Re: [PATCH RFC 2/4] x86/arch_prctl: add ARCH_GET_NOPTI and ARCH_SET_NOPTI to enable/disable PTI
From: Willy Tarreau
Date: Mon Jan 08 2018 - 15:36:34 EST
[ increased the CC list this time ]
On Mon, Jan 08, 2018 at 09:54:05AM -0800, Linus Torvalds wrote:
> On Mon, Jan 8, 2018 at 8:12 AM, Willy Tarreau <w@xxxxxx> wrote:
> > This allows to report the current state of the PTI protection and to
> > enable or disable it for the current task.
>
> So I really think that this needs to be done up-front to avoid a lot
> of complexity. And per mm.
>
> If the process is already threaded (so the mm has multiple users),
> it's too late to start playing games with PTI.
>
> In fact, maybe the whole thing needs to be controlled before "exec"

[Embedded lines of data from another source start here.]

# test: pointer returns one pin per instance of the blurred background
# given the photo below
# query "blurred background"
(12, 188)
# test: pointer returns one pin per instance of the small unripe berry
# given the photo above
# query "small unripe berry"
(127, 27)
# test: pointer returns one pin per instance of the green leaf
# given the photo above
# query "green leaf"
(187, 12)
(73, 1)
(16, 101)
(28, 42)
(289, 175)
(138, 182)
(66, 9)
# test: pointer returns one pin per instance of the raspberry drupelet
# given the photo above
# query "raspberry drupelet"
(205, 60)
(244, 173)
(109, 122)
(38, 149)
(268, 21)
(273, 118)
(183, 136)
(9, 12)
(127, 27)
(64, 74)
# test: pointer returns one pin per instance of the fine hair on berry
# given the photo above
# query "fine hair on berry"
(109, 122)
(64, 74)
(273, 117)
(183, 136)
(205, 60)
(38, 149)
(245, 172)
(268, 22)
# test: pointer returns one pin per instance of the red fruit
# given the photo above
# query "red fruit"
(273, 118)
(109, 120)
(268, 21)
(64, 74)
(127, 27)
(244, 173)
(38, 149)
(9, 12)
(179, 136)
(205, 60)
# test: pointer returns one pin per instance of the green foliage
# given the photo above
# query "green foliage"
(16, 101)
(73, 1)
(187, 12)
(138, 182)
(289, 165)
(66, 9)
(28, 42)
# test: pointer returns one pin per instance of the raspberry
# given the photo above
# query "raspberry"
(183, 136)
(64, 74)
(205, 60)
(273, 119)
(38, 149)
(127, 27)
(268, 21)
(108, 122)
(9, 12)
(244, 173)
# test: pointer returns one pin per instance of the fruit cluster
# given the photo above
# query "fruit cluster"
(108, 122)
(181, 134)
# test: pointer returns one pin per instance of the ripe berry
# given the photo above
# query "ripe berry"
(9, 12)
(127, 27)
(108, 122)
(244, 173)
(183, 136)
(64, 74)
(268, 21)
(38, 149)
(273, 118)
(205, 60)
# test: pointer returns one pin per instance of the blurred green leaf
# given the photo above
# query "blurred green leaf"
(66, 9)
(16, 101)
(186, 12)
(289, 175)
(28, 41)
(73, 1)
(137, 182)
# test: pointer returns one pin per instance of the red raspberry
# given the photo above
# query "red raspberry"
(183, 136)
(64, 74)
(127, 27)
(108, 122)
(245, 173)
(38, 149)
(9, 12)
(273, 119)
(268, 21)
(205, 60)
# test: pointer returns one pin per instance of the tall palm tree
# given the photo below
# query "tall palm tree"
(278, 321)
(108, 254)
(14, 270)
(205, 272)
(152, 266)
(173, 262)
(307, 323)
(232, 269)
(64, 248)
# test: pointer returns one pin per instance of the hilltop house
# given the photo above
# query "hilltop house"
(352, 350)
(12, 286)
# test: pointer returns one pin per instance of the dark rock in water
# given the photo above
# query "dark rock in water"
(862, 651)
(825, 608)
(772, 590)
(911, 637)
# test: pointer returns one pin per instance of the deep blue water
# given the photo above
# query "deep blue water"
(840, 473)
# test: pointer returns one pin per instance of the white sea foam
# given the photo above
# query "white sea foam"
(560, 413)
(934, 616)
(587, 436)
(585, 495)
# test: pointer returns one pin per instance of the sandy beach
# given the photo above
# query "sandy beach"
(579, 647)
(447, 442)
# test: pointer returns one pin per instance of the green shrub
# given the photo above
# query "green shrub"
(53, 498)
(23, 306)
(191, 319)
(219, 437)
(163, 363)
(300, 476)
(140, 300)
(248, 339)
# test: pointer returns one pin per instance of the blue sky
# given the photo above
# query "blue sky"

> happens, so that we have the knowledge as we build up the mm, rather
> than being "runtime" dynamic at all.
>
> But in no case should you even try to handle the multi-threaded case -
> just error out for trying to change the PTI setting.
>
> So make the thing per-mm, and then at task switch time as you switch
> mms, you set the bit in a percpu variable for testing at kernel entry.
So I did something like this (will have to remerge the awful patches
and remove the printks before resending). In short, now here's what it
does :
- added a new x86 flag : "mm->context.pti_disable", depends on
CONFIG_PAGE_TABLE_ISOLATION.
- the new prctl() also depends on this config setting.
- prctl() refuses any change if mm->mm_users > 1
- prctl() refuses to set nopti if !CAP_SYS_RAWIO, but clearing it is
fine without (Ingo's idea)
- __switch_to() sets a new "pti_disable" per-cpu variable to the copy
of mm->context.pti_disable
- entry code in SWITCH_TO_USER_CR3_NOSTACK now checks
PER_CPU_VAR(pti_disable)
First tests show that it still works. One main difference I immediately
observed is that it stops at execve(). This means that it will not be
possible to implement a wrapper to enable the bypass, but on the other
hand it guarantees that any execve() even from a so called "trusted"
process doesn't accidently expose a victim program. So there are pros
and cons here.
I'm personally fine with both the wrapper and the code changes. But I'm
in the easiest situation, working with opensource code that I can easily
update to accommodate the changes. Other users might have a different
opinion here.
Another option could be to have a per-task (and really task here) flag
is only passed to execve() to mention that the per-mm pti_disable has
to be set in the new mm (and which would clear the task flag). But this
mechanism would always require a wrapper. Or we could have both.
I'll clean up my patches tomorrow morning and will post an update. Ideas
and objections welcome in the mean time ;-)
Cheers,
Willy